Rio de Janeiro, 12 de Setembro de 2026

Nelson Jobim já fala em 17 brasileiros mortos

Sexta, 15 de Janeiro de 2010 às 08:04, por: CdB

O ministro da Defesa, Nelson Jobim, regressou do Haiti dizendo ter ficado impressionado com a capacidade da população haitiana de resistir à dor e afirmando que o Brasil continuará à frente dos trabalhos de auxílio às vítimas do terremoto que atingiu o país caribenho na terça-feira.

Para o ministro, o Brasil deve se manifestar solidário ao sofrimento haitiano e demonstrar quem tem capacidade de coordenar uma atuação organizada.

– Não adianta fazer lamentações, mas sim demonstrar que temos capacidade de agir de forma organizada e racional. E não adianta querer fazer assistencialismo unilateral. O que tem que ser feito é o assistencialismo multilateral, em coordenação com o país, com a ONU [Organização das Nações Unidas] e com os outros países – afirmou Jobim esta madrugada, logo após desembarcar na Base Aérea de Brasília.

Durante o tempo que passou no Haiti, Jobim e integrantes da comitiva brasileira sobrevoaram Porto Príncipe e visitaram alguns dos principais pontos comprometidos ou destruídos pelo forte tremor de terra. Ontem (14), os representantes brasileiros se reuniram com o presidente haitiano, Reneé Preval, a quem apresentaram algumas sugestões, como a de acelerar a abertura de covas para enterrar parte dos corpos já encontrados.

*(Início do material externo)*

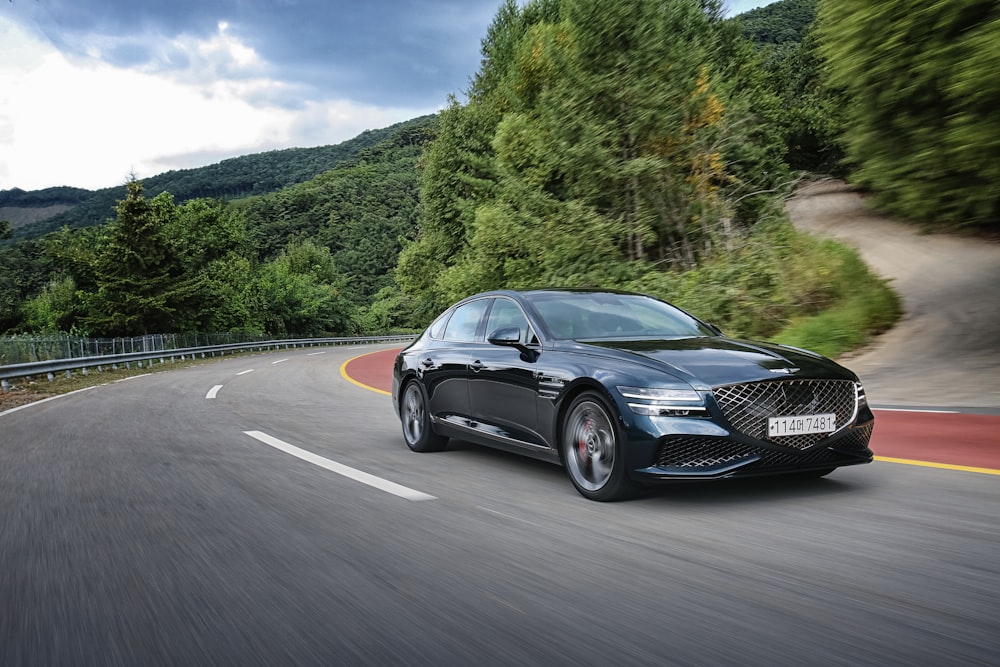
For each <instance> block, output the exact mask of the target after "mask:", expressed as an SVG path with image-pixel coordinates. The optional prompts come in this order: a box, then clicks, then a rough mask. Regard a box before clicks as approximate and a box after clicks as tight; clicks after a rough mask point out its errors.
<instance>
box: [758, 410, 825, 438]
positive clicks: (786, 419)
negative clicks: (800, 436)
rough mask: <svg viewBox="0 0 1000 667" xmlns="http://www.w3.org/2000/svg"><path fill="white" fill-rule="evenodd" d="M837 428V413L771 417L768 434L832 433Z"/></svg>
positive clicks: (781, 435) (767, 430) (769, 424)
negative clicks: (779, 416)
mask: <svg viewBox="0 0 1000 667" xmlns="http://www.w3.org/2000/svg"><path fill="white" fill-rule="evenodd" d="M836 430H837V415H835V414H832V413H831V414H826V415H796V416H794V417H769V418H768V420H767V435H768V437H769V438H780V437H781V436H784V435H806V434H809V433H832V432H833V431H836Z"/></svg>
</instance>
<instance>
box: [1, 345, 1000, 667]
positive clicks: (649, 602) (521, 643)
mask: <svg viewBox="0 0 1000 667" xmlns="http://www.w3.org/2000/svg"><path fill="white" fill-rule="evenodd" d="M378 349H380V348H378V347H368V348H364V349H347V348H329V349H327V350H326V351H325V352H323V353H317V352H316V351H312V352H308V351H306V350H295V351H291V352H289V351H286V352H284V353H277V352H276V353H271V354H266V355H260V356H254V357H243V358H235V359H227V360H224V361H220V362H218V363H215V364H210V365H202V366H195V367H191V368H187V369H183V370H178V371H171V372H164V373H156V374H152V375H148V376H143V377H138V378H135V379H132V380H128V381H125V382H120V383H116V384H111V385H106V386H102V387H97V388H95V389H92V390H88V391H83V392H79V393H76V394H72V395H69V396H64V397H60V398H58V399H56V400H52V401H48V402H43V403H35V404H31V405H28V406H25V407H24V408H21V409H18V410H16V411H13V412H7V413H4V414H0V595H2V597H0V600H2V602H0V604H2V607H0V610H2V612H0V614H2V615H0V665H4V666H7V665H159V664H163V665H202V664H205V665H390V664H391V665H470V664H475V665H796V666H798V665H851V666H856V665H996V664H998V662H1000V533H998V522H1000V519H998V517H1000V484H998V480H1000V478H998V477H997V476H994V475H988V474H978V473H975V472H967V471H959V470H946V469H941V468H929V467H922V466H911V465H902V464H896V463H888V462H883V461H877V462H875V463H873V464H871V465H867V466H859V467H854V468H846V469H842V470H838V471H836V472H835V473H833V474H832V475H830V476H829V477H828V478H824V479H820V480H812V481H788V480H780V481H779V480H773V479H772V480H753V481H746V482H737V483H729V484H708V485H680V486H672V487H666V488H661V489H657V490H653V491H650V492H649V493H648V494H646V495H644V496H643V497H641V498H639V499H637V500H634V501H630V502H624V503H614V504H606V503H593V502H589V501H587V500H585V499H583V498H582V497H581V496H579V494H577V493H576V491H575V490H574V489H573V487H572V485H571V484H570V482H569V480H568V478H567V477H566V475H565V474H564V472H563V471H562V470H561V469H560V468H558V467H555V466H552V465H549V464H546V463H541V462H537V461H533V460H530V459H525V458H521V457H517V456H513V455H507V454H504V453H501V452H496V451H493V450H489V449H484V448H480V447H474V446H471V445H463V444H461V443H458V444H455V445H453V446H452V447H451V448H450V449H449V450H448V451H445V452H441V453H437V454H424V455H420V454H413V453H411V452H409V450H407V448H406V447H405V445H404V444H403V441H402V437H401V435H400V432H399V425H398V422H397V420H396V418H395V416H394V414H393V412H392V409H391V407H390V405H389V399H388V398H387V397H386V396H385V395H384V394H381V393H377V392H373V391H369V390H366V389H364V388H362V387H359V386H358V385H357V384H355V383H352V382H350V381H348V380H347V379H346V378H345V377H344V376H343V375H342V374H341V367H342V365H343V364H344V363H345V362H346V361H347V360H348V359H350V358H352V357H354V356H356V355H359V354H361V353H363V352H368V351H373V350H378Z"/></svg>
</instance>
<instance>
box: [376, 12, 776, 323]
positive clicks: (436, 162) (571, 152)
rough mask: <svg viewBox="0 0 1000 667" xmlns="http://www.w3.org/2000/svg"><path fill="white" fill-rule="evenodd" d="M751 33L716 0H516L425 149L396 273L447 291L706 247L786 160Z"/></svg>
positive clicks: (483, 47)
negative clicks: (401, 254) (727, 19)
mask: <svg viewBox="0 0 1000 667" xmlns="http://www.w3.org/2000/svg"><path fill="white" fill-rule="evenodd" d="M747 48H748V47H746V46H745V42H742V41H741V39H740V38H739V35H738V31H737V29H736V28H735V27H734V26H731V25H730V24H727V23H726V22H724V21H723V20H722V18H721V5H720V4H719V3H713V2H707V3H706V2H700V1H697V0H671V1H669V2H639V3H624V4H623V3H606V2H598V1H596V0H561V1H559V2H555V1H549V2H529V3H527V4H525V5H524V7H523V8H520V9H519V8H518V7H517V5H516V4H515V3H513V2H507V3H506V4H504V5H503V6H502V7H501V9H500V11H499V12H498V15H497V18H496V19H495V20H494V23H493V25H492V26H491V27H490V30H489V32H488V33H487V38H486V39H485V40H484V43H483V54H484V59H483V67H482V70H481V71H480V73H479V74H478V75H477V76H476V78H475V79H474V84H473V87H472V90H471V92H470V100H469V102H468V104H467V105H465V106H461V105H459V104H458V103H457V102H455V101H452V104H451V106H450V107H449V109H447V110H446V112H444V113H442V115H441V128H440V133H439V136H438V139H437V140H436V141H435V142H434V144H433V145H432V146H431V147H430V148H429V150H428V153H427V156H426V159H425V165H426V168H425V170H424V172H423V178H422V182H421V216H420V230H421V236H420V237H419V238H418V239H417V241H416V242H415V243H414V244H412V245H411V246H409V247H408V248H406V249H405V250H404V252H403V255H402V256H401V258H400V262H399V265H398V268H397V272H396V277H397V281H398V282H399V284H400V286H401V288H402V289H403V290H404V291H405V292H407V293H408V294H411V295H412V296H414V298H415V299H417V301H418V302H421V303H425V304H437V305H443V303H446V302H447V301H449V300H451V299H452V298H454V297H455V296H458V295H462V294H465V293H468V292H470V291H478V290H481V289H488V288H494V287H501V286H517V287H523V286H528V285H537V284H560V285H598V284H604V285H608V284H615V283H617V282H620V281H621V280H623V279H624V277H627V276H631V275H634V273H635V271H634V267H633V266H632V263H634V262H654V263H656V264H657V265H658V266H660V267H661V268H662V267H669V266H685V267H693V266H695V265H696V264H697V263H698V262H700V261H702V260H703V259H707V258H709V257H711V255H712V254H713V253H714V252H715V250H716V248H717V247H718V246H719V245H720V244H722V245H724V244H725V243H726V240H725V238H724V237H725V236H726V235H727V234H734V233H739V231H738V230H739V229H741V228H742V227H744V226H747V225H750V224H753V223H754V222H755V221H756V217H757V215H758V214H759V204H758V205H757V207H755V206H752V205H751V201H750V200H751V199H752V198H751V197H747V196H745V195H747V193H749V192H752V191H755V190H770V189H772V188H773V187H774V186H775V183H776V182H777V181H778V180H780V179H781V178H782V176H783V174H784V169H783V166H782V163H781V161H780V157H779V151H776V150H775V149H774V147H775V146H776V145H777V141H776V139H775V137H774V136H772V135H771V134H770V133H769V132H768V131H767V130H766V129H763V128H762V125H761V123H760V122H759V120H757V118H756V116H755V113H754V111H753V107H754V106H756V107H758V108H760V107H768V106H769V105H770V106H773V105H774V103H775V102H774V100H773V96H771V97H768V98H767V99H765V100H764V101H763V102H762V101H761V98H762V97H766V91H765V94H764V95H760V94H754V93H759V92H760V91H761V86H762V84H761V81H760V80H759V78H760V72H759V70H757V69H756V68H755V65H754V64H753V63H752V62H747V59H746V57H747V55H748V52H747V50H746V49H747ZM741 63H742V64H741Z"/></svg>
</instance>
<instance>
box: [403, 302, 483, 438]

– Conseguimos pelo menos discutir uma certa racionalidade na condução [das buscas e do atendimento médico]. Ao chegarmos, eles estavam todos impactados –, disse Jobim, explicando que o Batalhão de Engenharia brasileiro deverá realizar o serviço para minimizar o mau cheiro exalado pelos corpos e evitar a propagação de doenças.

– Já que os costumes locais não permitem que estrangeiros toquem em corpos de haitianos, a companhia de engenharia decidiu que irá contratar mão de obra local para isso – completou.

Diferentemente dos últimos números que vinham sendo divulgados, dando conta da morte de 15 brasileiros, Jobim declarou que as vítimas podem chegar a 17, sendo 14 militares, a médica Zilda Arns, fundadora da Pastoral da Criança, o vice-representante da ONU no Haiti, o brasileiro Luiz Carlos da Costa, e uma outra pessoa que ele não identificou. Além disso, até o momento, oficialmente, há quatro desaparecidos.

Questionado sobre o porquê de estar contabilizando Costa entre os mortos sem que seu corpo tenha sido localizado, Jobim disse que falar em desaparecidos é um eufemismo. 

Ainda segundo o ministro, os corpos dos 14 militares brasileiros mortos devem chegar ao Brasil no máximo até este domingo.

– Tem que haver uma liberação por parte da ONU. Há toda uma burocracia considerando-se a questão dos seguros [indenizatórios], mas isso é rápido e os corpos devem chegar no sábado ou no domingo – disse.